Ustamla Ali ismindeki arkadaşım kalay almak için Seyhan’a gittiler. Ben de o çadırlarda yaşayan çocuklarla oyuna dalmıştım.Çocuğun birisi bizim takım koyduğumuz çadıra girmiş ve bakır kesmek için kullandığımız makası almış.Ben oyunda olduğum için bu durumu görmemiştim.
Ustamla Ali akşam geldiler. Akşam makas lazım oldu, bulamadık. Ustam beni dövdü ben de kenara kaçtım. Beni yakalamayacağını anlayınca oradan aldığı tavayı atınca tava kafama dikildi. Ben canımın acısından hızlıca kaçtım. İleride bir yere varınca kafama dikilen tavayı çıkardım ve yine kaçmaya devam ettim. Karanlıkta beni bulamayacağını anlayan Ustam geri dönmüştü.Ben de kafamın acısıyla ve dönersem daha kötü olur diye düşünerek ormana daldım.Sonradan ismini öğrendiğime göre burası Zarkun yaylası etekleriymiş.
Ormanda çakallar uludukça korkmaya başladım. Bir yandan kafam ağrıyor yüzüm gözüm kan içinde…Ne yapacağımı bilmiyorum. Sırtımda yelek gibi bir şey vardı. Hem beni yiyecek hayvanı görmeyeyim hem de yara soğuktan sızlamasın diye yeleği çıkardım ve kafama sardım. O halde bir ağacın altına oturdum. Böylece orada uyumuşum.Uyandığım zaman güneş bir hayli yükselmişti.Artık geri dönmek benim için zordu.Hem korkuyor hem de utanıyordum.Çünkü yüzüm gözüm kan içindeydi.Çadırdaki çocuklar benimle alay edecekler diye oraya gitmek istemedim. Ne yapmam lazım olduğunu da kestiremedim. Bu kararsızlık içinde yoluma devam ettim.
Yol beni bir ovaya çıkardı. Yine neresi olduğunu bilmediğim bir yerde bir yola vardım.Bu yol,o zaman kadar hiç görmediğim bir demir yolu ile yanyana idi.O zaman anladım ki bu yol beni bir köye veyahut bir kasabaya götürecek.Bu şekilde yola devam etmeye başladım.Ne kadar gittiğimi bilmiyorum.Vakit de öğle olmuştu.Talih beni yine açlığa mahkum etmişti.Fakat mutlaka Yaradanın beni koruyacağından şüphem yoktu.
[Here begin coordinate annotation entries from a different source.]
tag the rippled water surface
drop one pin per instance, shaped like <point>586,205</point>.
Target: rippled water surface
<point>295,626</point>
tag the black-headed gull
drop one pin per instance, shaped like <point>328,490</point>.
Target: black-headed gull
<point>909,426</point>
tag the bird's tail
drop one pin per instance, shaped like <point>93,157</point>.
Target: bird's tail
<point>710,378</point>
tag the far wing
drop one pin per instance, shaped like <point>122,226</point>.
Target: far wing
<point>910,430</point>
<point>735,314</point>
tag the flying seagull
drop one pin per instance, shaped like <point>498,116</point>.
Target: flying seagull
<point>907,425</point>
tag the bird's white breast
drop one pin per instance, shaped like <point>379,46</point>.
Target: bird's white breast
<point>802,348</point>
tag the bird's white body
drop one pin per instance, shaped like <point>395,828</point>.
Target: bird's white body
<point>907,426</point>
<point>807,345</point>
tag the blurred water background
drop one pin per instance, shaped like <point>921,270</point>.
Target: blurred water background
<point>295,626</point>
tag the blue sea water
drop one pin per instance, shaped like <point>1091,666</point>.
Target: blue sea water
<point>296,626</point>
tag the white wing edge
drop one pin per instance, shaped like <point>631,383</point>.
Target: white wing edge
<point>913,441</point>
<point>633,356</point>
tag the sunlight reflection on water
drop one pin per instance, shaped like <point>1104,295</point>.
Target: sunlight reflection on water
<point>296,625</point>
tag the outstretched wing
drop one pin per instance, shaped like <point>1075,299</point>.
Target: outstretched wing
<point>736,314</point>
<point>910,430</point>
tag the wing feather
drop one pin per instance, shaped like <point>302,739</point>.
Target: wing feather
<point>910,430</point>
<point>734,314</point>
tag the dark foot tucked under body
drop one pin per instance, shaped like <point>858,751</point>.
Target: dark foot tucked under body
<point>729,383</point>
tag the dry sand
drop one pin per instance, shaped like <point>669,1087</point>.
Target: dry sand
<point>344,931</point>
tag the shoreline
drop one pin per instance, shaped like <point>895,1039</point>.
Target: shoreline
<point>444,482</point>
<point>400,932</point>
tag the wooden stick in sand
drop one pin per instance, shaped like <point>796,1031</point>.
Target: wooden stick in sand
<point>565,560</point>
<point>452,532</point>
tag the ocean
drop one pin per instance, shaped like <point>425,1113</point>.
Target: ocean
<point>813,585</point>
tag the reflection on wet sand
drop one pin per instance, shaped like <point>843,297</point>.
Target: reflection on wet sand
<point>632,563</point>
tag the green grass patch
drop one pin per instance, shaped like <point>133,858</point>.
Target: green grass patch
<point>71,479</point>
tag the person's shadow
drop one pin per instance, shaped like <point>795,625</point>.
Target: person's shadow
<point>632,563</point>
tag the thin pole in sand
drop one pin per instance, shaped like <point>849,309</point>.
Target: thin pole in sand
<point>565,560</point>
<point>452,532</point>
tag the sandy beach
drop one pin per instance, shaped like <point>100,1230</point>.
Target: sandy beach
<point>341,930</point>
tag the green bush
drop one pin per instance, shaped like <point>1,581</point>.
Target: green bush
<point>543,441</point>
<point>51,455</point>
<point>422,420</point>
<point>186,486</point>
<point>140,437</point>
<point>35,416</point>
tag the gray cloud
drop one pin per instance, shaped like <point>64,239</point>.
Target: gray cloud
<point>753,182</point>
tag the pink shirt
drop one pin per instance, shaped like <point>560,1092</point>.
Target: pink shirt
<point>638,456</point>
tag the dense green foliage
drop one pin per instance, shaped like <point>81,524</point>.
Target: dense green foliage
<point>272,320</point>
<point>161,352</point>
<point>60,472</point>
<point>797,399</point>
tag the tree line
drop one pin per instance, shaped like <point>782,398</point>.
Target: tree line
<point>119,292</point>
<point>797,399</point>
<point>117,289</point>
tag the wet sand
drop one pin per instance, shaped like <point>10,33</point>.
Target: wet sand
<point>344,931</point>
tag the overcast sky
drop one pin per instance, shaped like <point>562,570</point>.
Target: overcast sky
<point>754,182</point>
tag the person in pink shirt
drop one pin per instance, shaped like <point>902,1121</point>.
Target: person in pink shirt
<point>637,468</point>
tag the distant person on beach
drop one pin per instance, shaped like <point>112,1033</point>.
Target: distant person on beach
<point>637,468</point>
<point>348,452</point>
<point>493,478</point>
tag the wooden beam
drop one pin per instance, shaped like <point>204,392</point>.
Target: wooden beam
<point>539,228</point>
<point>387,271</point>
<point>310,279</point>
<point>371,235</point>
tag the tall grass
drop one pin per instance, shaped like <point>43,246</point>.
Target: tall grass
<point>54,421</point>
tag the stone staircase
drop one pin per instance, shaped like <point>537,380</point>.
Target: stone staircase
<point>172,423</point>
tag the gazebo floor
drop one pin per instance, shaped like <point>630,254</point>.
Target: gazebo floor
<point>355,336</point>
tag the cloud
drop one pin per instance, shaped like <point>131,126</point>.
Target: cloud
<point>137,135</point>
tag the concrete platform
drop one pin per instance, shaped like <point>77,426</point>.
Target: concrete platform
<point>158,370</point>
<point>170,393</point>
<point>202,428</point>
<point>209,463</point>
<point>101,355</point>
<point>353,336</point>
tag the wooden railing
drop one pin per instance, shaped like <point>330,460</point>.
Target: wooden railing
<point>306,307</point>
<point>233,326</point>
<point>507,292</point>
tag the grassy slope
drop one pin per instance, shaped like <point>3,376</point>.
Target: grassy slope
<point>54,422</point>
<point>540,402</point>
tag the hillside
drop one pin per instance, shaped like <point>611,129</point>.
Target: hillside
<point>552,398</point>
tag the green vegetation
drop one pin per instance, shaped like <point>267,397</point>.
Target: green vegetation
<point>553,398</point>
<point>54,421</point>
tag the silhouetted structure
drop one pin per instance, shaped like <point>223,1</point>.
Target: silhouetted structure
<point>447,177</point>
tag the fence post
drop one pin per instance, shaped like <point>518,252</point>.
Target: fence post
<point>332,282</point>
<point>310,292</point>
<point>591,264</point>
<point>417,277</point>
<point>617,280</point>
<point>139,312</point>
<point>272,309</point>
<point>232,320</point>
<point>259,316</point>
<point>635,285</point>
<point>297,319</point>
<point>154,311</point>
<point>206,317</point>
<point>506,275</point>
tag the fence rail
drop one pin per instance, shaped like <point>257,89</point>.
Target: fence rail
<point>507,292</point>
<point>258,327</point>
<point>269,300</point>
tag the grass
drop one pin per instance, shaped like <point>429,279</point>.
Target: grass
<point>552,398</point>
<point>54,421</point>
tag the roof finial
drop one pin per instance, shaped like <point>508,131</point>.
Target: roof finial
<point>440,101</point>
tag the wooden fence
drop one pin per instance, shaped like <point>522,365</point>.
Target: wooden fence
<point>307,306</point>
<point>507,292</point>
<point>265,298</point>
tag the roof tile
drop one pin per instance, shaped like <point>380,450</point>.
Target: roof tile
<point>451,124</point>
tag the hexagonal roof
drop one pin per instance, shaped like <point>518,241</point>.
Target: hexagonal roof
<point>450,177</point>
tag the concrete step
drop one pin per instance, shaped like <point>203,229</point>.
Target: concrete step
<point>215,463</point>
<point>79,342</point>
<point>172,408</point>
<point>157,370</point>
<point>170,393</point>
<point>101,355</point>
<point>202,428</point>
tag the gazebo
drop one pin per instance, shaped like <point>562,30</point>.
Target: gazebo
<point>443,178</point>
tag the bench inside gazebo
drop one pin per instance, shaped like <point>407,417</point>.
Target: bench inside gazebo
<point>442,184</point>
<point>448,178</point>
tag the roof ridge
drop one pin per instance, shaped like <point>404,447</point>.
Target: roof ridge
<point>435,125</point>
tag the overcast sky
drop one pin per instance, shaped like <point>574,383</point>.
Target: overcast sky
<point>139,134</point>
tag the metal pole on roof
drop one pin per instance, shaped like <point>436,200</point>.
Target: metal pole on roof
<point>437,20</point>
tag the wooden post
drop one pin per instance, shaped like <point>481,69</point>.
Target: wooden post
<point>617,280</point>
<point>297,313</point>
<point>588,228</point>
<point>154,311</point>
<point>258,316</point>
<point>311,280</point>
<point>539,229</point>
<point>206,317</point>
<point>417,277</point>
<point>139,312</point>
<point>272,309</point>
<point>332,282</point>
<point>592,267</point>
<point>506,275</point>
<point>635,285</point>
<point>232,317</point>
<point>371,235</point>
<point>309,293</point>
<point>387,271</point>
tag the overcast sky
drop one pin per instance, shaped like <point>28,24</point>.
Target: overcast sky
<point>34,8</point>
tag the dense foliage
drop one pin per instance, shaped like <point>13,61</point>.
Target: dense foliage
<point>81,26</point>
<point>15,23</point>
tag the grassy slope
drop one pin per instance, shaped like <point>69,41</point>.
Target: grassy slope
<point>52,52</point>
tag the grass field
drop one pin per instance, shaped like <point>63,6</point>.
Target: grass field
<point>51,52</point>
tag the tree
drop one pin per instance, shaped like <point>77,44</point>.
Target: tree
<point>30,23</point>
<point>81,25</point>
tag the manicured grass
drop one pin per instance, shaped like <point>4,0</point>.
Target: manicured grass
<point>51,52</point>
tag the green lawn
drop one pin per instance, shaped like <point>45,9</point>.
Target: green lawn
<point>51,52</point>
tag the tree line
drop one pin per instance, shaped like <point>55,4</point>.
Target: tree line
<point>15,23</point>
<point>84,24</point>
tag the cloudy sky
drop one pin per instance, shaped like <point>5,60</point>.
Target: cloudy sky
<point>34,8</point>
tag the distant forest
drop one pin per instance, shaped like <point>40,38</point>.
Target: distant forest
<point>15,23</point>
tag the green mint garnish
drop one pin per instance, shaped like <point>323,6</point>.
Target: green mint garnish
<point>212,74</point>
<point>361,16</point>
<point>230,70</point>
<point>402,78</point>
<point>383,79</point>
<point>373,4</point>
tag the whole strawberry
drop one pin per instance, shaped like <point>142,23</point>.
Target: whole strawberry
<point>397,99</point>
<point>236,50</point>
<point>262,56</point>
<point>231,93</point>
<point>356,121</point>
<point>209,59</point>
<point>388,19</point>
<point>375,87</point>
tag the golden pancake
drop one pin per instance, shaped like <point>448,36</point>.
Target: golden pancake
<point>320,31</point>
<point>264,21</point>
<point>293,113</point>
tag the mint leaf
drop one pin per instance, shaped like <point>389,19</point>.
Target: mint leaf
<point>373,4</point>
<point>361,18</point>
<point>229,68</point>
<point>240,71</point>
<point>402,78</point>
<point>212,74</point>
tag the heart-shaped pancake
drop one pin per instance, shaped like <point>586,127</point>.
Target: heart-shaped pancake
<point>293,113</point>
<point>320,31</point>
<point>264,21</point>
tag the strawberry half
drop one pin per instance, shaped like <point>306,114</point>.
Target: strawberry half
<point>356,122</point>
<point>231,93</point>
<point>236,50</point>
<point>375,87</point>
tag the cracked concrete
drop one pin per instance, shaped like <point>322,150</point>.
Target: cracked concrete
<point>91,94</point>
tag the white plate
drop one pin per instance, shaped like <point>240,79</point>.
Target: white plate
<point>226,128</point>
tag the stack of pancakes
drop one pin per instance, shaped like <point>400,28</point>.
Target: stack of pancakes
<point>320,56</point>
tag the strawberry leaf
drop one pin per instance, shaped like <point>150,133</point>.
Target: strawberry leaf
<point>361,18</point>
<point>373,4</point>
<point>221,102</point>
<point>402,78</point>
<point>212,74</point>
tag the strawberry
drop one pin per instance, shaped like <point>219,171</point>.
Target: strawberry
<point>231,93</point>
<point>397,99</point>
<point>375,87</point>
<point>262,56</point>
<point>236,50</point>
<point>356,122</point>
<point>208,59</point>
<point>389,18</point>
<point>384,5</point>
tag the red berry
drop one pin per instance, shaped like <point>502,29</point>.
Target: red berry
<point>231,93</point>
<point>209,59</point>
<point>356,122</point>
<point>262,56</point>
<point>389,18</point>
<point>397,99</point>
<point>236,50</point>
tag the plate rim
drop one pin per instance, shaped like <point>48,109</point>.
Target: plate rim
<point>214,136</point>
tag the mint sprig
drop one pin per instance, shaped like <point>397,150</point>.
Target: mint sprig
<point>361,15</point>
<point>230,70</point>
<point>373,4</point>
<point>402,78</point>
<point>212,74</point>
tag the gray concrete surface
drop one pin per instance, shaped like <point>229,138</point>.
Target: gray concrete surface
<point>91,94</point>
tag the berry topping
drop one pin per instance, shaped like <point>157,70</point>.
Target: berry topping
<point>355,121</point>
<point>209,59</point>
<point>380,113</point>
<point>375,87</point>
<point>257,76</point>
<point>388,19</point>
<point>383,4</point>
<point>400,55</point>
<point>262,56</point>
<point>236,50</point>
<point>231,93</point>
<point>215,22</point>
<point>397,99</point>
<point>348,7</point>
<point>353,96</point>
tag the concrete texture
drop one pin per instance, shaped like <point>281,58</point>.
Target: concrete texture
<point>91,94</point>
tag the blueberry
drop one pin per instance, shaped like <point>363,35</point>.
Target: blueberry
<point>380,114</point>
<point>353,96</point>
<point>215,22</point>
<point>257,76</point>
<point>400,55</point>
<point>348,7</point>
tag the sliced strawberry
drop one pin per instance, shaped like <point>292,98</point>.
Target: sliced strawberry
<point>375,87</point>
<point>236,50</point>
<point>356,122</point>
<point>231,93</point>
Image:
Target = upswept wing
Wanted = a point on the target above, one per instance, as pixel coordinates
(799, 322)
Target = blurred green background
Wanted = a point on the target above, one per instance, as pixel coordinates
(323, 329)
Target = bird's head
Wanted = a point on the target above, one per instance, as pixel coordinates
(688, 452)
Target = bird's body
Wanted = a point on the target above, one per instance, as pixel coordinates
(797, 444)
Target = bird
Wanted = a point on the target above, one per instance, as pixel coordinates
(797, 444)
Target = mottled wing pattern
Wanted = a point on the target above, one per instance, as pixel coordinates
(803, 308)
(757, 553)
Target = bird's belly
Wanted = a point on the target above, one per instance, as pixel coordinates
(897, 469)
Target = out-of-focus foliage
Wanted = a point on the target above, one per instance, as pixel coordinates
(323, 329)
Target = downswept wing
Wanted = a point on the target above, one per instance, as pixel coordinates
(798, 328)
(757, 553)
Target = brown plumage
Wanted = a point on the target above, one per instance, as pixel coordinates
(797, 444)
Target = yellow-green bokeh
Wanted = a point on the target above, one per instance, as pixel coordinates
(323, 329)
Bu inançla devam ediyordum ki arkamdan üç tane atlı geldi.Atlılar bana yaklaşınca bir tanesi “Bu leylekler sizin mi ?” dedi.Ben de ona cevaben “Onlar Allah‘ındır” dedim.Bilindiği gibi kış olunca bu tür kuşlar sıcak yerlere giderler. O kuşlarda bahane oldu.